Hello all,
This might have been fixed in later versions (I am using R1.7.0), r-help
archive contains messages reporting similar problems but no reports of
codes fixes. I have encountered a couple of problems using the
silhouette function. one occurs when the clustering contains clusters
composed of 1 element (Martin Maechler posted code few months ago that
fixes a similar problem that occurs when clusters have only 2 elements
but not the case with 1 element). the other problem is due to
silhouette's assumption that the clusters are numbered sequentially
starting at 1. one of the clustering programs I use (snob) assigns more
or less arbitrary integer ids to clusters starting from 3! (clusters 1
and 2 have special meaning in snob). the modified code fixing both
problems is included below, changes are commented.
best
Murad
silhouette.default <-
function (x, dist, dmatrix, ...)
{
cll <- match.call()
if (!is.null(cl <- x$clustering))
x <- cl
n <- length(x)
if (!all(x == round(x)))
stop("`x' must only have integer codes")
k <- length(clid <- sort(unique(x)))
if (k <= 1 || k >= n)
return(NA)
if (missing(dist)) {
if (missing(dmatrix))
stop("Need either a dissimilarity `dist' or diss.matrix
`dmatrix'")
if (is.null(dm <- dim(dmatrix)) || length(dm) != 2 ||
!all(n == dm))
stop("`dmatrix' is not a dissimilarity matrix compatible to
`x'")
}
else {
dist <- as.dist(dist)
if (n != attr(dist, "Size"))
stop("clustering `x' and dissimilarity `dist' are
incompatible")
dmatrix <- as.matrix(dist)
}
wds <- matrix(NA, n, 3, dimnames = list(names(x), c("cluster",
"neighbor", "sil_width")))
for (j in 1:k) {
Nj <- sum(iC <- x == clid[j])
#
# the following line changed from wds[iC, "cluster"] <- j
#
wds[iC, "cluster"] <- clid[j]
a.i <- if (Nj > 1)
colSums(dmatrix[iC, iC])/(Nj - 1)
else 0
#
# the following line changed from
# diC <- rbind(apply(dmatrix[!iC, iC], 2, function(r) tapply(r,
# x[!iC], mean)))
#
diC <- rbind(apply(cbind(dmatrix[!iC, iC]), 2, function(r)
tapply(r,
x[!iC], mean)))
minC <- max.col(-t(diC))
wds[iC, "neighbor"] <- clid[-j][minC]
#
# the following line changed from
# b.i <- diC[cbind(minC, seq(minC))]
#
b.i <- diC[cbind(minC, seq(along=minC))]
s.i <- (b.i - a.i)/pmax(b.i, a.i)
wds[iC, "sil_width"] <- s.i
}
attr(wds, "Ordered") <- FALSE
attr(wds, "call") <- cll
class(wds) <- "silhouette"
wds
}
Murad Nayal M.D. Ph.D.
Department of Biochemistry and Molecular Biophysics
College of Physicians and Surgeons of Columbia University
630 West 168th Street. New York, NY 10032
Tel: 212-305-6884 Fax: 212-305-6926
"Murad" == Murad Nayal <mn216 at columbia.edu>
on Wed, 21 Jan 2004 15:19:28 -0500 writes:
Murad> This might have been fixed in later versions (I am
Murad> using R1.7.0),
yes, the bug has been fixed "long ago",
from my ChangeLog (!), it was 2003-07-18.

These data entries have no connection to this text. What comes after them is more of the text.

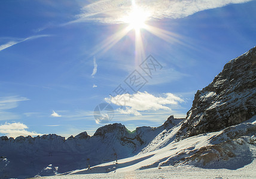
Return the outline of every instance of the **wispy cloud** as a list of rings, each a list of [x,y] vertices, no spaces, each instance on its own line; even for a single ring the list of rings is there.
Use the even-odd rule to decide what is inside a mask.
[[[58,113],[55,112],[53,110],[53,113],[51,115],[51,116],[54,118],[59,118],[62,116],[61,115],[59,115]]]
[[[42,135],[35,131],[30,132],[26,130],[28,127],[20,122],[7,123],[0,125],[0,133],[7,135],[8,137],[16,137],[20,135]]]
[[[251,1],[252,0],[100,0],[84,7],[83,13],[71,23],[93,21],[102,23],[123,23],[124,19],[132,9],[133,1],[145,11],[150,20],[182,18],[205,10]]]
[[[169,105],[178,105],[184,100],[172,93],[164,93],[161,96],[155,96],[148,93],[138,92],[130,95],[124,94],[115,97],[105,98],[108,103],[118,106],[124,105],[124,109],[119,109],[118,111],[121,114],[133,114],[135,116],[141,115],[141,112],[156,111],[158,110],[169,110]]]
[[[97,73],[97,64],[96,62],[96,58],[94,57],[93,58],[93,71],[91,75],[92,77],[95,77],[95,75]]]
[[[18,106],[20,101],[29,99],[19,96],[8,96],[0,97],[0,121],[13,120],[19,118],[19,116],[8,111]]]
[[[5,48],[9,48],[13,45],[14,45],[17,44],[19,44],[20,42],[23,42],[28,40],[32,40],[32,39],[37,39],[39,38],[42,38],[42,37],[45,37],[45,36],[50,36],[50,35],[34,35],[34,36],[32,36],[30,37],[28,37],[27,38],[25,38],[25,39],[12,39],[10,41],[1,45],[0,45],[0,51],[5,50]]]

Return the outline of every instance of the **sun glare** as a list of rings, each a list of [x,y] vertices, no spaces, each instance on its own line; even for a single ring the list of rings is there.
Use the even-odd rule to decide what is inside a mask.
[[[146,13],[139,8],[135,8],[132,10],[127,18],[127,23],[131,29],[139,30],[145,26],[145,21],[147,20]]]

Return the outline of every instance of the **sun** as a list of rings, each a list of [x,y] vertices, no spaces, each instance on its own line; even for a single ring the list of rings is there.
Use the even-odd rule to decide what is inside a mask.
[[[130,11],[123,18],[123,21],[129,24],[130,29],[139,30],[145,26],[149,16],[143,9],[134,4]]]
[[[127,22],[129,27],[135,30],[139,30],[145,27],[145,22],[147,16],[146,13],[139,8],[134,8],[127,17]]]

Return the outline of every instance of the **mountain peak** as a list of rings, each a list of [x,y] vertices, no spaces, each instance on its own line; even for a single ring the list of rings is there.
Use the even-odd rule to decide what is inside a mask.
[[[217,131],[255,115],[256,47],[230,60],[195,94],[177,139]]]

Murad> r-help archive contains messages reporting similar
Murad> problems but no reports of codes fixes. I have
Murad> encountered a couple of problems using the silhouette
Murad> function. one occurs when the clustering contains
Murad> clusters composed of 1 element (Martin Maechler
Murad> posted code few months ago that fixes a similar
Murad> problem that occurs when clusters have only 2
Murad> elements but not the case with 1 element). the other
Murad> problem is due to silhouette's assumption that the
Murad> clusters are numbered sequentially starting at 1.

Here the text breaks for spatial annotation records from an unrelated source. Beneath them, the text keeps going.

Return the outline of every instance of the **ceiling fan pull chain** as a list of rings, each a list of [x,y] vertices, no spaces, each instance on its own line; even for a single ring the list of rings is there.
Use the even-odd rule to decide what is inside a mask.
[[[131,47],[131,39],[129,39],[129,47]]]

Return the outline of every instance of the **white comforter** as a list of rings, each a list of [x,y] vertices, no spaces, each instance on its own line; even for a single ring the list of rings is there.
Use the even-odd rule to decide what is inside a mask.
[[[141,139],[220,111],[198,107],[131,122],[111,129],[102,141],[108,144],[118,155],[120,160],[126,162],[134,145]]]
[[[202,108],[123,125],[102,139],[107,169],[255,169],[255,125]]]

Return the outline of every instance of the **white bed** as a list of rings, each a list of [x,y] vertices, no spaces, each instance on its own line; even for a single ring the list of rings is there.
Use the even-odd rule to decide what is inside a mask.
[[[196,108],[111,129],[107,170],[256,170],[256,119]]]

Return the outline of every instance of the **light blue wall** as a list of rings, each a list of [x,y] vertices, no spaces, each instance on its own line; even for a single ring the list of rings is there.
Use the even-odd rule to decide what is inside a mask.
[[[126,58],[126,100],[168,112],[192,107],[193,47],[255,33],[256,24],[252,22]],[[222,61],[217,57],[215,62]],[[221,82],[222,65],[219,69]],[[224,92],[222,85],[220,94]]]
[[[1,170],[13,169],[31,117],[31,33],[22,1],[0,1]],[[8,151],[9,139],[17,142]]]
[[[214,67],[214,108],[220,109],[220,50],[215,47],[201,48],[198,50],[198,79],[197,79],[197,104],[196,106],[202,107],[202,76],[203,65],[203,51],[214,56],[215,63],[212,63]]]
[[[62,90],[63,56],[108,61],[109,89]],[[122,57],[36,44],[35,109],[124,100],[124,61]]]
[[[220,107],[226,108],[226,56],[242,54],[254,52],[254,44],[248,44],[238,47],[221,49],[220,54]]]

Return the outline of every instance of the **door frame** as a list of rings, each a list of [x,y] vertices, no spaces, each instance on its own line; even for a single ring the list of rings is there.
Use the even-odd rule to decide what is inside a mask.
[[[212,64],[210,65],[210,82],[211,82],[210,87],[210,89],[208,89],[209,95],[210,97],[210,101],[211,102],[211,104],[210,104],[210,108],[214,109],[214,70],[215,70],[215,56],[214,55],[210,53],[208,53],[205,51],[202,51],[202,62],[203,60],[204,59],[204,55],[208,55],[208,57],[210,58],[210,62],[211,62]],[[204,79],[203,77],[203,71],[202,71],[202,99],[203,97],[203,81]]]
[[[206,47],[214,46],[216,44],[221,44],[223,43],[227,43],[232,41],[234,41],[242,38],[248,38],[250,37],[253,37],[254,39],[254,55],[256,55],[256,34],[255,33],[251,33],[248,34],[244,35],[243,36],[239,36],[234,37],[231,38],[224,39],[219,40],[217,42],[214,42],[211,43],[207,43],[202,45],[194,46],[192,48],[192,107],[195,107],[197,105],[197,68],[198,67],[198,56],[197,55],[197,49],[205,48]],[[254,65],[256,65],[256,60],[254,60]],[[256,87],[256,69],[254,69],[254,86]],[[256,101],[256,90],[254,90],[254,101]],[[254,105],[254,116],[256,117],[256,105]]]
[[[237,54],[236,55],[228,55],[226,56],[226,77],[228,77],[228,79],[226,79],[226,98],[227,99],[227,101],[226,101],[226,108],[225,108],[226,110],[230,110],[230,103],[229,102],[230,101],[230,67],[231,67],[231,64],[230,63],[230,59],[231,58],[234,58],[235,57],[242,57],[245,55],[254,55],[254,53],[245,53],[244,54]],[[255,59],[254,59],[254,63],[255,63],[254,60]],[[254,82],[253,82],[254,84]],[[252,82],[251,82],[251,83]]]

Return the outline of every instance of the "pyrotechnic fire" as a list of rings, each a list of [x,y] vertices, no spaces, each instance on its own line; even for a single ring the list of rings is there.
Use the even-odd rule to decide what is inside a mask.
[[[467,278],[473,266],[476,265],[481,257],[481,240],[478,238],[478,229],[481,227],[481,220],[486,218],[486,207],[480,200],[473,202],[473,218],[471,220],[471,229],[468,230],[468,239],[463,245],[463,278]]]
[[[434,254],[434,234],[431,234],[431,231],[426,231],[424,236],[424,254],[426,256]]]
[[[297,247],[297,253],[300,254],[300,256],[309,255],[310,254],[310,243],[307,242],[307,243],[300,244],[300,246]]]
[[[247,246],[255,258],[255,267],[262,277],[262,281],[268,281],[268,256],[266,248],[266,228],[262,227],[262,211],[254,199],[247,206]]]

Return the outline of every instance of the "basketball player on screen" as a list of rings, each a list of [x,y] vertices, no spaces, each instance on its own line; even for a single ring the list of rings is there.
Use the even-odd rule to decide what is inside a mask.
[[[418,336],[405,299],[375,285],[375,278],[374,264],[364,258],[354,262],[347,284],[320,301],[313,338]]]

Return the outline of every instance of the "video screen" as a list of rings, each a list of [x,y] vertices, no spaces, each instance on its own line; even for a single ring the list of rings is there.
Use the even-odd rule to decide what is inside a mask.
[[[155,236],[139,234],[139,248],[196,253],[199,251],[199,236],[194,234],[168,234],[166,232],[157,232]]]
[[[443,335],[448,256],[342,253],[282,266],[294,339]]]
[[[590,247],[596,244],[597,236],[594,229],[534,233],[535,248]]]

which is what ?silhouette tells you as well:
Arguments:
x: an object of appropriate class; for the 'default' method an
integer vector with cluster codes in '1:k' or a list with
such an 'x$clustering' component.
So, definitely not a bug,
but it's your problem of using silhouette() on an object that is
not of appropriate structure.
Murad> one of the clustering programs I use (snob) assigns
Murad> more or less arbitrary integer ids to clusters
Murad> starting from 3! (clusters 1 and 2 have special
Murad> meaning in snob). the modified code fixing both
Murad> problems is included below, changes are commented.

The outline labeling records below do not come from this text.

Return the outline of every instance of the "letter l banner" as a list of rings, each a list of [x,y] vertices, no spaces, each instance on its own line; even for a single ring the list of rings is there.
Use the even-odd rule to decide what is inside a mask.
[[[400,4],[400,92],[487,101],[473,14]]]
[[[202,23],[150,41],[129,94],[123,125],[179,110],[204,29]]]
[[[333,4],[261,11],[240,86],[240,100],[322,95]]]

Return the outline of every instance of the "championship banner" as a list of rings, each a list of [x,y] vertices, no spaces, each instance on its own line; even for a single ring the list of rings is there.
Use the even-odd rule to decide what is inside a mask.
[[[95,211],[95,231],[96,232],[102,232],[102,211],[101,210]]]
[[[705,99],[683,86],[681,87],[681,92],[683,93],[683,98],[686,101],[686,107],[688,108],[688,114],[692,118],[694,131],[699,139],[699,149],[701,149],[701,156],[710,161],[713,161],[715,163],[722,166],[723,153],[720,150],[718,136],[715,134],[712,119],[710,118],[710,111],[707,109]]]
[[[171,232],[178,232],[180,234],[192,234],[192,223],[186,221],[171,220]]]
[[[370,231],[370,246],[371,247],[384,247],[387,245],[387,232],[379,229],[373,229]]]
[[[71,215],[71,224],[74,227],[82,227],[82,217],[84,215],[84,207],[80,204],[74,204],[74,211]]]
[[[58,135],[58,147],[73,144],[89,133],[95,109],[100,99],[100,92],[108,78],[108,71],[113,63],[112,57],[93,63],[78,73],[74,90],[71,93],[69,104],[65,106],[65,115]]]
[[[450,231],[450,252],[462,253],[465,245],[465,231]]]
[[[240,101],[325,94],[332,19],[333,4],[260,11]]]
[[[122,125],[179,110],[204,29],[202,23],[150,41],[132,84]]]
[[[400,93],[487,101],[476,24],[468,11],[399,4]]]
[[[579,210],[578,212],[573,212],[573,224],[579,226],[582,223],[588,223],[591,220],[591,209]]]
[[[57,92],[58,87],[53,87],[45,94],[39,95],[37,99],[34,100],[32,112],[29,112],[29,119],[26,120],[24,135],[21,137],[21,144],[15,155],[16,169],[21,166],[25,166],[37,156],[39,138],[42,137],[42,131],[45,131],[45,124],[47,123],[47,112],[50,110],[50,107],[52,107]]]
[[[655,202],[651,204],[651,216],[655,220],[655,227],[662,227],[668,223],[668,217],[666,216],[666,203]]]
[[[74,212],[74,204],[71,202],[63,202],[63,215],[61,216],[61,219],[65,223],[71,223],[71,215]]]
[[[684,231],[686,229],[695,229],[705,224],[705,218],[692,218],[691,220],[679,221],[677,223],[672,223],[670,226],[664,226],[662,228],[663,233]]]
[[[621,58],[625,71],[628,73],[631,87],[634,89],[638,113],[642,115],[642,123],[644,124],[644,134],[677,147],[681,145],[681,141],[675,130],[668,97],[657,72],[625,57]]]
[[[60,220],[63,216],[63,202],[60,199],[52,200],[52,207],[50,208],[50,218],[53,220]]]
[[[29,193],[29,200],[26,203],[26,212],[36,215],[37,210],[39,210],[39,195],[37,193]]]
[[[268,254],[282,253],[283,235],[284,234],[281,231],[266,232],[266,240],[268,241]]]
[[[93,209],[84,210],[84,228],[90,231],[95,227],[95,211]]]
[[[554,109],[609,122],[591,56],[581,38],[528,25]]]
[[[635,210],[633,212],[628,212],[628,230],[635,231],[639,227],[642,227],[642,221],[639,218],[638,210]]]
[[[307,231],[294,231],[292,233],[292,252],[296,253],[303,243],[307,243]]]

Thank you for the good attempt,
but really you should work from the source where
silhouette.default does also contain comments, and as said, has
long been fixed for the case of 1-element clusters
{a better fix is not to use cbind() but to use the ominous
", drop = FALSE" when subsetting matrices!}
I'm still willing to consider your *feature request* (as opposed
to bug fix) of allowing inputs where the grouping vector does
contain other than "1:g" .
I'll send you the current source of silhouette.default in a
private mail.
Thanks for your collaboration on improving R!
Regards,
Martin Maechler <maechler at stat.math.ethz.ch> http://stat.ethz.ch/~maechler/
Seminar fuer Statistik, ETH-Zentrum LEO C16 Leonhardstr. 27
ETH (Federal Inst. Technology) 8092 Zurich SWITZERLAND
phone: x-41-1-632-3408 fax: ...-1228 <><
"Murad" == Murad Nayal <mn216 at columbia.edu>
on Wed, 21 Jan 2004 15:19:28 -0500 writes:
Murad> This might have been fixed in later versions (I am
Murad> using R1.7.0),
yes, the bug has been fixed "long ago",
from my ChangeLog (!), it was 2003-07-18.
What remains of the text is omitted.